Lina remembers arriving at the Sotgiu home, a frightened little girl, and being handed the Sotgius’ toddler to hold in order to distract her from an environment of drama and tension. Bianca sent Lina to the cathedral every day, where their priest familiarised Lina with the service and taught her how to pray in Latin and make the sign of the cross.
Fortunately, Lina’s family escaped deportation and she was soon able to return to them since – unlike the rest of their family – her grandmother had refused to take Italian citizenship and had retained her Turkish nationality. This had saved them when the Turkish consul, Selahattin Ülkümen, took all the Turkish Jews under his protection. In all, 39 Jews from Rhodes and 13 from Kos owed their lives to his intervention.3
Ülkümen had gone to the German commanding officer, General von Kleeman, and demanded the release of the Jews, not only those with Turkish citizenship but their spouses and relatives as well, even though many of the latter were Italian and Greek citizens. He insisted that, according to Turkish law, spouses of Turkish citizens were considered to be citizens themselves.4 No such law existed – he had invented it to save more Jews.5
Ülkümen recalled, “The German commander said that, according to Nazi laws, all Jews are Jews and had to go to concentration camps. I objected. I said that, under Turkish law, there is no difference between whether a citizen was Jewish, Christian or Muslim. I said that I would advise my government if he didn’t release the Jewish Turks, and that it would cause an international incident. Then he agreed.”6
While von Kleeman, reluctantly, released the Jews, and they remained under Ülkümen’s protection so that Lina could return home, he maintained them under stressful conditions of constant harassment, including having to report daily to the Gestapo. All the remaining Jews on the island, some 1700, were deported to Auschwitz, where 90% were murdered.
In retaliation for Ülkümen’s interference, two German planes bombed the Turkish Consulate building, seriously injuring Ülkümen’s 28year-old pregnant wife, Mihrinissa, and killing two consular employees. Mihrinissa died from her injuries a week after giving birth to the couple’s son, Mehmet. Soon after, in August 1944, Ülkümen was deported to Piraeus on mainland Greece, and spent the remainder of the war there in confinement. He was released after the German surrender on 8 May 1945 and returned to Turkey.

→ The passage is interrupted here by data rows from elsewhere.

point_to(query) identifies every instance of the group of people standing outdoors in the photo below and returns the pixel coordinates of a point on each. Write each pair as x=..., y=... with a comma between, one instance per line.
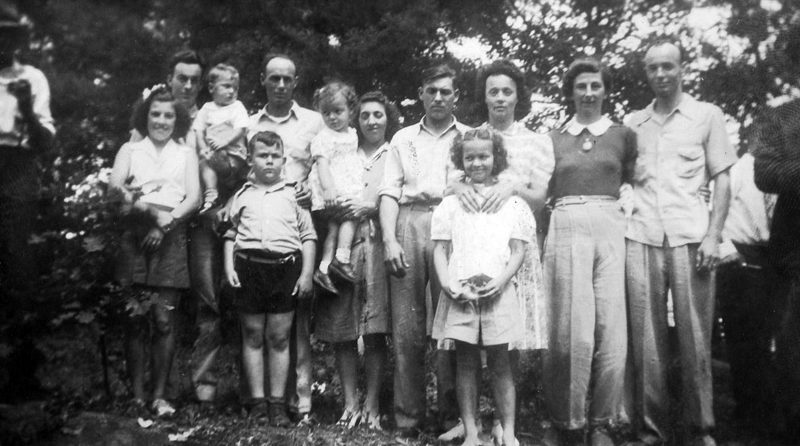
x=493, y=239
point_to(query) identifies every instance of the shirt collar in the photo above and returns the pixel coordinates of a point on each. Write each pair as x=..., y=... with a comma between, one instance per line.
x=597, y=128
x=279, y=120
x=687, y=106
x=453, y=123
x=267, y=189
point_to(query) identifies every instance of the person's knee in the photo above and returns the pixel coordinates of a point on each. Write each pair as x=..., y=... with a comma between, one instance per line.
x=253, y=337
x=278, y=340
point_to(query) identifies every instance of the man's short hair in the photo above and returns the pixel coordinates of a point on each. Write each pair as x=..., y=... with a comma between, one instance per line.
x=267, y=138
x=274, y=55
x=187, y=56
x=666, y=40
x=437, y=71
x=221, y=69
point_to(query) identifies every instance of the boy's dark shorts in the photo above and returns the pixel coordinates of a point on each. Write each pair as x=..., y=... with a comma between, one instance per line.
x=267, y=281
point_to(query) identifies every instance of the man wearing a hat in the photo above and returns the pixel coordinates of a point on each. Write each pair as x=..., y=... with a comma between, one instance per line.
x=26, y=130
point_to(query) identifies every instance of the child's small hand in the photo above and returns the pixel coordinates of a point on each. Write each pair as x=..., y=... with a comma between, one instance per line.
x=164, y=219
x=215, y=142
x=152, y=241
x=303, y=289
x=492, y=289
x=331, y=197
x=232, y=277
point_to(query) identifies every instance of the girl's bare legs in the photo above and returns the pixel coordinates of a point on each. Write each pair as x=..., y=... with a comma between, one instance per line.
x=164, y=339
x=347, y=364
x=504, y=391
x=468, y=362
x=135, y=338
x=347, y=232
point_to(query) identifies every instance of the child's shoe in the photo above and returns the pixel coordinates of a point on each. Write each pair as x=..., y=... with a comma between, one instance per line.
x=277, y=414
x=162, y=408
x=258, y=409
x=342, y=270
x=324, y=281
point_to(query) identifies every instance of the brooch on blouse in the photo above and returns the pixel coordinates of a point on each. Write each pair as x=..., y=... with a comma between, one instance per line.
x=587, y=145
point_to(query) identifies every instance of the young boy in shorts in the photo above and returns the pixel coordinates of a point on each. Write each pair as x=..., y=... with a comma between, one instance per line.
x=269, y=260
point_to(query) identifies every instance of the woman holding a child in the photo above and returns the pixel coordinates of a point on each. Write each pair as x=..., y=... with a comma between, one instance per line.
x=361, y=310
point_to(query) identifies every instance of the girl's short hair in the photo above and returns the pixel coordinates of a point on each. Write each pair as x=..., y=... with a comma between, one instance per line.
x=160, y=93
x=392, y=113
x=507, y=68
x=485, y=134
x=267, y=138
x=219, y=70
x=580, y=66
x=325, y=95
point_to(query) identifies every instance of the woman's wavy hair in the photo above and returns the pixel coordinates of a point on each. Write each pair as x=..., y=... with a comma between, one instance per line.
x=160, y=93
x=392, y=113
x=485, y=134
x=507, y=68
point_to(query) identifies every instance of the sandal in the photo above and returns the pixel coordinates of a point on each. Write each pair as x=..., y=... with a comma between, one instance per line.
x=350, y=419
x=373, y=421
x=162, y=408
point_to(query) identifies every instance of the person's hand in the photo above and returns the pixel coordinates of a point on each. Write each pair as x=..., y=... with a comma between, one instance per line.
x=215, y=142
x=395, y=258
x=497, y=196
x=152, y=241
x=493, y=288
x=21, y=89
x=303, y=195
x=232, y=277
x=164, y=220
x=353, y=209
x=733, y=257
x=468, y=197
x=705, y=193
x=330, y=197
x=708, y=254
x=303, y=289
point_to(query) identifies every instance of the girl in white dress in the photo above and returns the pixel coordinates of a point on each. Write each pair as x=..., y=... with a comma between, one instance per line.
x=476, y=255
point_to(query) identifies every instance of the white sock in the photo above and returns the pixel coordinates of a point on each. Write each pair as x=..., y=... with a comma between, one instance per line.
x=343, y=255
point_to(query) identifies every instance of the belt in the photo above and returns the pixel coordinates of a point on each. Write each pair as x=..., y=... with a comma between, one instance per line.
x=583, y=199
x=423, y=205
x=288, y=259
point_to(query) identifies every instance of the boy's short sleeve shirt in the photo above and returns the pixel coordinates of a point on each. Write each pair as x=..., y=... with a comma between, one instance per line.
x=678, y=154
x=212, y=114
x=268, y=218
x=296, y=130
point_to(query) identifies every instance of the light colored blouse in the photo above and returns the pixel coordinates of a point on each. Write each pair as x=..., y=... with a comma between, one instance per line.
x=160, y=175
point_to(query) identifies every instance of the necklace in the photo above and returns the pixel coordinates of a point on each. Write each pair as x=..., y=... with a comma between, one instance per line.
x=588, y=143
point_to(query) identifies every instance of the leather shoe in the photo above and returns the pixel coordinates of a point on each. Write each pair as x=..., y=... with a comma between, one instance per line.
x=342, y=270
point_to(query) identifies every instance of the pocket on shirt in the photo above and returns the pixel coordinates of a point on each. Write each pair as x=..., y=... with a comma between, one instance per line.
x=691, y=161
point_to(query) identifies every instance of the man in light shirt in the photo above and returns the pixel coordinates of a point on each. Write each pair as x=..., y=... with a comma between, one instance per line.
x=415, y=179
x=296, y=126
x=673, y=245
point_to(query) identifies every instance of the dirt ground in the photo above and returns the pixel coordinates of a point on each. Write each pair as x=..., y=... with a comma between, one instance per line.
x=74, y=407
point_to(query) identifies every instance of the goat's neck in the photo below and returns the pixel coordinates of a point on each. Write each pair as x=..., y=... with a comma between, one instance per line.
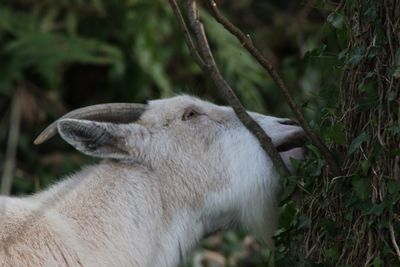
x=124, y=211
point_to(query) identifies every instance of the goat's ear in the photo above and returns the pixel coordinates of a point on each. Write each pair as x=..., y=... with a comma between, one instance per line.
x=102, y=139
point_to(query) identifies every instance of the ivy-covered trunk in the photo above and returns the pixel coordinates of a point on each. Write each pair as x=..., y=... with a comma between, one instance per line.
x=369, y=111
x=360, y=224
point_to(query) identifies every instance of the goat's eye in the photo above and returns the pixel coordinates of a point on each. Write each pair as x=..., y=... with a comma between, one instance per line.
x=189, y=113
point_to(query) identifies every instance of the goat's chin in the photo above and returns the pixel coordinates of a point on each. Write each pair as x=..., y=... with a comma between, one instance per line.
x=297, y=153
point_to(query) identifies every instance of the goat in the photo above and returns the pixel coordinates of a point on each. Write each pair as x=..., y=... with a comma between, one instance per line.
x=173, y=170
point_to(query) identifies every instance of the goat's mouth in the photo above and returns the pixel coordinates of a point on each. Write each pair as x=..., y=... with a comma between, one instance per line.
x=292, y=147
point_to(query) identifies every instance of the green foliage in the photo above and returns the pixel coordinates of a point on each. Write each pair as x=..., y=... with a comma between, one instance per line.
x=69, y=53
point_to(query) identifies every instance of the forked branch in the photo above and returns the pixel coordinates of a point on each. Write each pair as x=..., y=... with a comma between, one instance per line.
x=266, y=64
x=201, y=51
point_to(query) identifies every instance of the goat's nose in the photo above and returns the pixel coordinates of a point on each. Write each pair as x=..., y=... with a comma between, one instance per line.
x=289, y=122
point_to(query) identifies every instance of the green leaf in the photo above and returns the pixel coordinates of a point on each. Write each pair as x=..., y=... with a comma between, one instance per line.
x=336, y=20
x=357, y=143
x=288, y=213
x=393, y=187
x=377, y=209
x=335, y=133
x=361, y=187
x=377, y=261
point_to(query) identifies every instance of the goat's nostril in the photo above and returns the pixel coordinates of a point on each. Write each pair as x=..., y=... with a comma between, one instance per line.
x=289, y=122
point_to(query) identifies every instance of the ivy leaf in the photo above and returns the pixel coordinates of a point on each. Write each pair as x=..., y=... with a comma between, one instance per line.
x=361, y=187
x=393, y=187
x=336, y=20
x=357, y=143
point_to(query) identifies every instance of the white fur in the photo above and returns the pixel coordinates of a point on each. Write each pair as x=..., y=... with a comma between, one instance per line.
x=165, y=183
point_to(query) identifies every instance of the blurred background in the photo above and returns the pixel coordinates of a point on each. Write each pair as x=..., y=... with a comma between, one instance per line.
x=56, y=56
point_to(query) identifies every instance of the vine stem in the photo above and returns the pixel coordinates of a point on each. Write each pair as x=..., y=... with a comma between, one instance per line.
x=201, y=52
x=267, y=65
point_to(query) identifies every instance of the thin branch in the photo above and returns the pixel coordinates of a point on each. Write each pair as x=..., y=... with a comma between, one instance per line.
x=13, y=136
x=247, y=43
x=186, y=34
x=393, y=238
x=212, y=70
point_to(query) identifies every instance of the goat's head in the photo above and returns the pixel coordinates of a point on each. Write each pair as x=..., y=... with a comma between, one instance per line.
x=211, y=158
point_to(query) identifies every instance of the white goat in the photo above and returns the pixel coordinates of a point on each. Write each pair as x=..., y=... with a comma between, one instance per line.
x=185, y=168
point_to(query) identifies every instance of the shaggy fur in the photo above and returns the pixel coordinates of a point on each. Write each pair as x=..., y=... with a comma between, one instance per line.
x=185, y=169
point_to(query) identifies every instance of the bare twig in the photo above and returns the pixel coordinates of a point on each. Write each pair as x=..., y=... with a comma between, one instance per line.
x=208, y=65
x=248, y=44
x=393, y=238
x=13, y=136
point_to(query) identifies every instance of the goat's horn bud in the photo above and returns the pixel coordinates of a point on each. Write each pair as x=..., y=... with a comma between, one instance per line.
x=110, y=112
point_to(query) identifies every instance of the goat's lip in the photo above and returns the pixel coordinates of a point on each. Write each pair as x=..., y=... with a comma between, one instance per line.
x=293, y=141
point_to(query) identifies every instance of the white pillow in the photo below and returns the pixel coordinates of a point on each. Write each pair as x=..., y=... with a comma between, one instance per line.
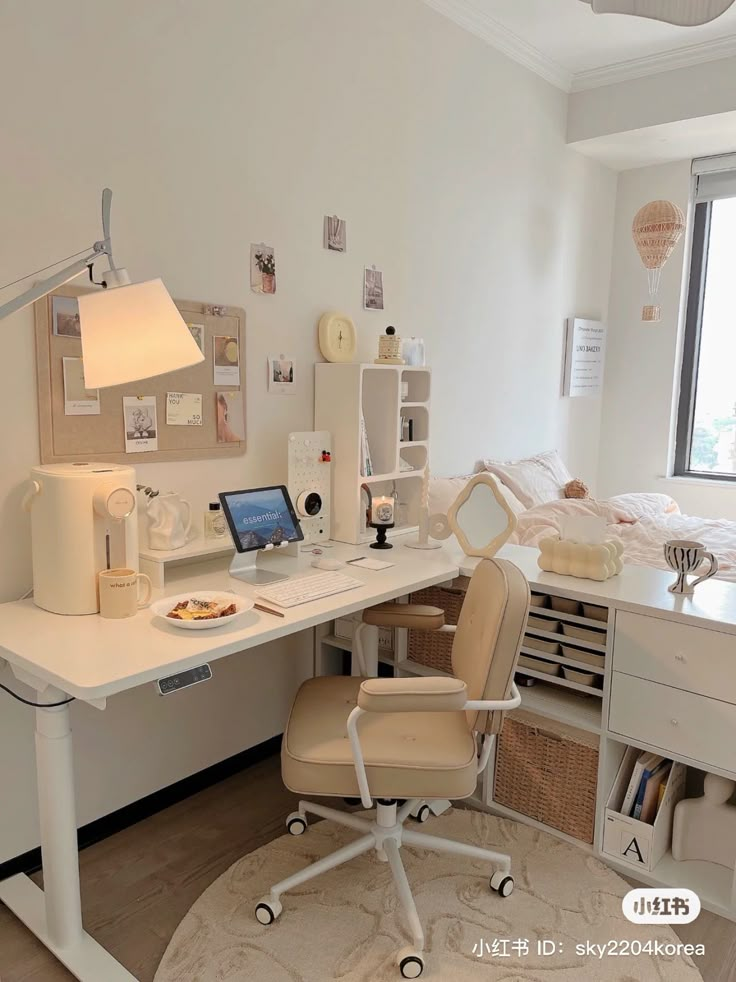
x=444, y=490
x=534, y=480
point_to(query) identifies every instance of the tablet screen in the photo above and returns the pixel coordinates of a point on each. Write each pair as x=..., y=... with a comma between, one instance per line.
x=260, y=517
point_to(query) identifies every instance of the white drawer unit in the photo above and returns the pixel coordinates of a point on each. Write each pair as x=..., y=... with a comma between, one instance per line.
x=674, y=721
x=674, y=654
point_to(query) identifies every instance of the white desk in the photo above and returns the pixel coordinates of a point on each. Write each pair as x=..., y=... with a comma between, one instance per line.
x=91, y=659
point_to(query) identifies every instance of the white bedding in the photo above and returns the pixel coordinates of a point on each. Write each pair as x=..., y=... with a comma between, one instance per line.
x=642, y=522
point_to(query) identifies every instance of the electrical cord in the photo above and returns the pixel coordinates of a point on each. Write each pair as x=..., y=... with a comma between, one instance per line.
x=35, y=705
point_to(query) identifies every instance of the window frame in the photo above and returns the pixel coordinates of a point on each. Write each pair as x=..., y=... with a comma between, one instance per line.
x=691, y=349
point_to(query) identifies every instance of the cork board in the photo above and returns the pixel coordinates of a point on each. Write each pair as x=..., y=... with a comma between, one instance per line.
x=64, y=438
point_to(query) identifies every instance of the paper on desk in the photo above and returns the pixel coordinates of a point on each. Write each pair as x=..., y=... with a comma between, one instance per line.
x=371, y=564
x=590, y=529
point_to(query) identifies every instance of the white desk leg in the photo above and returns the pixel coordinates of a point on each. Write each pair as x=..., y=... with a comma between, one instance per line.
x=369, y=643
x=54, y=914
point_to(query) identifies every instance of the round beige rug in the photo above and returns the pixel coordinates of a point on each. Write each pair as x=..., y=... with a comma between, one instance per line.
x=347, y=924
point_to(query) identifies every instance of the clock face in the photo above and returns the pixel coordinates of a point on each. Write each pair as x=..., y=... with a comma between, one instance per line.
x=337, y=337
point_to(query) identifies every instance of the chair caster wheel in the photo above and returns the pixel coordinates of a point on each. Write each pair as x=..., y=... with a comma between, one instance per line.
x=411, y=963
x=502, y=883
x=296, y=824
x=267, y=911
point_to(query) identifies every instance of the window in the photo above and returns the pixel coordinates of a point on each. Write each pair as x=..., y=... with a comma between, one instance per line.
x=706, y=421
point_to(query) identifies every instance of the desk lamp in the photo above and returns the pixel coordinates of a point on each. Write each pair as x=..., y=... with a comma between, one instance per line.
x=129, y=331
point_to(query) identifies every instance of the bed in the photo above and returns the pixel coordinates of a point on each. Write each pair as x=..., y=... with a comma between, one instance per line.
x=642, y=521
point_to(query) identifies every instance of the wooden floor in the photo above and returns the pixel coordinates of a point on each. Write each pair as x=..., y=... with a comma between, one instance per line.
x=139, y=884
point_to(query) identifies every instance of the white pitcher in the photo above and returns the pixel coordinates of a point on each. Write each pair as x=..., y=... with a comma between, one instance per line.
x=170, y=521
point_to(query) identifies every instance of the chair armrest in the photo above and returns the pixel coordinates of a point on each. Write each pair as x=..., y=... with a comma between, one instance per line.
x=416, y=695
x=420, y=617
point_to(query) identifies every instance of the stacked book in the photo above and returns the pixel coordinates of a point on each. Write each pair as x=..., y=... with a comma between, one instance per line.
x=646, y=787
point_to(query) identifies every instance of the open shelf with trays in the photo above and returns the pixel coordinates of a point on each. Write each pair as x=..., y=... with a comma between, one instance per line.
x=347, y=393
x=548, y=627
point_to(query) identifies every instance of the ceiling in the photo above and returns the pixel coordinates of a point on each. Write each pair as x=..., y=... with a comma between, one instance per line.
x=570, y=46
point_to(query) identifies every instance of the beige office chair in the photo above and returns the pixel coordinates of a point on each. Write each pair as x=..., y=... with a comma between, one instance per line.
x=397, y=741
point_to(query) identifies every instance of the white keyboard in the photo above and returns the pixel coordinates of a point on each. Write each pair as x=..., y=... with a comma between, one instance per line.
x=301, y=589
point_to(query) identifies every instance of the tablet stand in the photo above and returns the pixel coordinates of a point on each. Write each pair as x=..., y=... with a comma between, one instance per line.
x=244, y=566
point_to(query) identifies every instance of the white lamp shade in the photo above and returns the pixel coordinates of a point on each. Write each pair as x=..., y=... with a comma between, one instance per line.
x=133, y=332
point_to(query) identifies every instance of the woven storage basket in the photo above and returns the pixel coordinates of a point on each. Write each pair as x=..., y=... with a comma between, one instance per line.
x=549, y=772
x=431, y=648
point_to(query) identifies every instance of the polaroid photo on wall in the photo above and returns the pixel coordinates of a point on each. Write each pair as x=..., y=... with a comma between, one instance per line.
x=281, y=374
x=78, y=400
x=372, y=288
x=262, y=268
x=335, y=234
x=226, y=360
x=230, y=417
x=65, y=317
x=197, y=332
x=141, y=425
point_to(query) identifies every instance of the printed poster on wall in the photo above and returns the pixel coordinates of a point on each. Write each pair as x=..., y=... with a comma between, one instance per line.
x=585, y=351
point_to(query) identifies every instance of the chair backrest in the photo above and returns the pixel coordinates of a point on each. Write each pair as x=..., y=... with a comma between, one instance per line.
x=489, y=635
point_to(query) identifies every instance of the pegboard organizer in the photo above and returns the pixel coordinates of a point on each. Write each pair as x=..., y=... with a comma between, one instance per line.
x=310, y=478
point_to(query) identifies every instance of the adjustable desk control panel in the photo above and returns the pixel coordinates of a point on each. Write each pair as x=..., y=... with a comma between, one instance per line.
x=182, y=680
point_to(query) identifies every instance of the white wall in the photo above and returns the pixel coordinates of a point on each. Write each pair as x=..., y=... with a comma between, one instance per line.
x=642, y=362
x=228, y=122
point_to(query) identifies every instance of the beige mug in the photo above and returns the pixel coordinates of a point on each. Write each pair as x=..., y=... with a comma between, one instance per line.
x=120, y=594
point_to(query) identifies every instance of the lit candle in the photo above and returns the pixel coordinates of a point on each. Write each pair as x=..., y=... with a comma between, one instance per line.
x=382, y=510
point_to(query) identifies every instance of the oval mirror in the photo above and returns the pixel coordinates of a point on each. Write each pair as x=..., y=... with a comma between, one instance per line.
x=480, y=517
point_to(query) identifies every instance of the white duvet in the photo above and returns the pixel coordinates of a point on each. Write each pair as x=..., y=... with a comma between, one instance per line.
x=642, y=522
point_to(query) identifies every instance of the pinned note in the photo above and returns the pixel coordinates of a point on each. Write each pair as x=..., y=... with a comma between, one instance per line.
x=184, y=408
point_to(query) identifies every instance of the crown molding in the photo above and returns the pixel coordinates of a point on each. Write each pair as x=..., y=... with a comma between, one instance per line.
x=467, y=15
x=665, y=61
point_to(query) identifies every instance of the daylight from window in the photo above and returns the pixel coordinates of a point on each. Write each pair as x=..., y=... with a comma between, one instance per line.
x=713, y=446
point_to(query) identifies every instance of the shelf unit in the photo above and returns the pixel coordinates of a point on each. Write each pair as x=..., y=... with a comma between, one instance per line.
x=345, y=393
x=547, y=698
x=558, y=620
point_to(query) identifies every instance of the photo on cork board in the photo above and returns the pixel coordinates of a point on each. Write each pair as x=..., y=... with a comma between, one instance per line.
x=65, y=317
x=230, y=417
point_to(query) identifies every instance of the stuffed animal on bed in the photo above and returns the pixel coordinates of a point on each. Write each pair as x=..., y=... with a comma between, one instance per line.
x=576, y=489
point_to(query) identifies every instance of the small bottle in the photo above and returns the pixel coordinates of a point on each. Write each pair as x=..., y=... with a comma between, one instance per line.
x=215, y=526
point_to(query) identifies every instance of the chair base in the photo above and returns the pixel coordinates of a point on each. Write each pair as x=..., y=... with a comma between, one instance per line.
x=386, y=834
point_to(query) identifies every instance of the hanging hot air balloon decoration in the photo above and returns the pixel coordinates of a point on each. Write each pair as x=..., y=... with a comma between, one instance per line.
x=656, y=229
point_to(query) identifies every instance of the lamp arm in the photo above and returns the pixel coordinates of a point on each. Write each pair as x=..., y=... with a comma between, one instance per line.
x=52, y=282
x=101, y=248
x=106, y=240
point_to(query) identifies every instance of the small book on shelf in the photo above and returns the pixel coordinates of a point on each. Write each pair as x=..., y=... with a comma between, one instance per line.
x=655, y=785
x=645, y=764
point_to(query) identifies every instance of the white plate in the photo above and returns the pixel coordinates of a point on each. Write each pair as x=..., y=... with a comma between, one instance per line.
x=162, y=607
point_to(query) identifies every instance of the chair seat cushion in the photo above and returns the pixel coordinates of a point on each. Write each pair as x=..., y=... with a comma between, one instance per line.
x=407, y=755
x=422, y=617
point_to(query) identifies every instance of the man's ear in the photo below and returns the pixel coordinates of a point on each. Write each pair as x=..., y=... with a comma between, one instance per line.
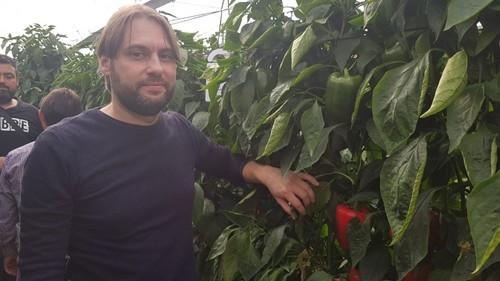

He died in Istanbul on 7 July 20037 after a long diplomatic career.
Mehmet followed in his father’s footsteps, eventually becoming Chief of Protocol at the UN in Geneva. He was brought to Cape Town in 2004 to open the exhibition, ‘Visas for Life: The Righteous and Honourable Diplomats’, arranged by the CT Holocaust Centre to pay tribute to foreign-service officers of various countries who had helped save Jews during the Holocaust.8 In his honour, the Sephardi community held a cocktail party. There, Mehmet added a further tragic note to the story, telling Lina that his maternal grandmother committed suicide on learning of her daughter’s death and that he had been sent to Istanbul to be brought up by his paternal grandmother.9
Mehmet also recounted his father telling him that saving the Jews was not just the right thing, but the only possible thing he could do: “He always used to say, ‘We Muslims are like Jews. We share the same father and the same God. We also share the same belief, which as we know is deeply rooted in Jewish teaching, that he who saves a single life saves a whole world.’” 10
In 1989, Yad Vashem decided to honour Selahattin Ülkümen as a Righteous Gentile. This was part of an international project that it had begun in 1963 to pay tribute to those, called “The Righteous among the Nations”, who had risked their lives to save Jews during the Holocaust. Unlike the majority of their neighbours and colleagues, who had been bystanders, collaborators or perpetrators, these individuals had been prepared to help the victims despite the serious consequences to themselves that might result. Ülkümen’s name was inscribed at the memorial and a tree planted in his honour at the ‘Path of the Righteous’. A postage stamp honouring him was issued by Israel the following year. In 2001, Turkey granted Ülkümen her highest honour, the Supreme Service Medal, and also issued a postage stamp depicting him.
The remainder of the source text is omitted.